Israeli firms are also widely recognised as leaders in the field of solar electricity. For example, BrightSource signed a major deal in February to create a solar power plant in southern California, which will generate enough electricity for almost a million homes. A much smaller plant is planned for the Negev.

But Israel could and should be doing much more, not just to help control climate change but to help Israel’s energy security by reducing — and ultimately removing — the need to import coal and oil.

At the moment, Israel imports about 85 per cent of its energy. Its electricity is almost entirely from fossil fuels, mainly coal — which it has to import in huge quantities, mainly from South Africa.

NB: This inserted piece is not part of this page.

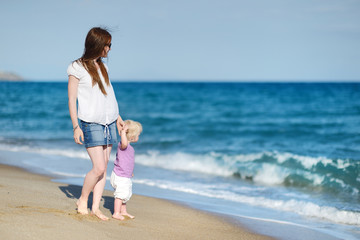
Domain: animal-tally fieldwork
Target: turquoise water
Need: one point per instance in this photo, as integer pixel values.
(287, 151)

It uses less oil for electricity than it used to, because it has increased its use of natural gas, which it has in abundance. However, the oil it does use is imported from Egypt, Angola, Mexico, Colombia and Norway, Russia and Kazakhstan.

Despite all this, the free market does not deliver renewable energy, as the cost is still higher than for fossil fuel energy.

Israel’s success with solar thermal is down to a law passed in 1980, which makes it mandatory for all new buildings (except hospitals and industrial buildings) to be fitted with solar thermal panels. Unfortunately, there have been no such measures for solar electricity.

The Israeli government set targets in 2002 for two per cent of electricity to come from renewables by 2007, rising to five per cent by 2016. But targets alone are irrelevant and this one made little difference.

By the end of 2008, only 0.01 per cent of Israeli electricity came from renewables.

In January 2009, the government announced more ambitious targets: five per cent by 2014 and 10 per cent by 2020. These are still quite modest. By comparison, the EU agreed, in December 2008, a target of 20 per cent of all energy (that is, electricity, heat and transport) to come from renewables by 2020.

Israel faces a major challenge to expand its electricity generation over the next decade. For energy independence, economic, social and climate reasons, Israel must move quickly to harness a natural resource that it has in abundance: sunlight.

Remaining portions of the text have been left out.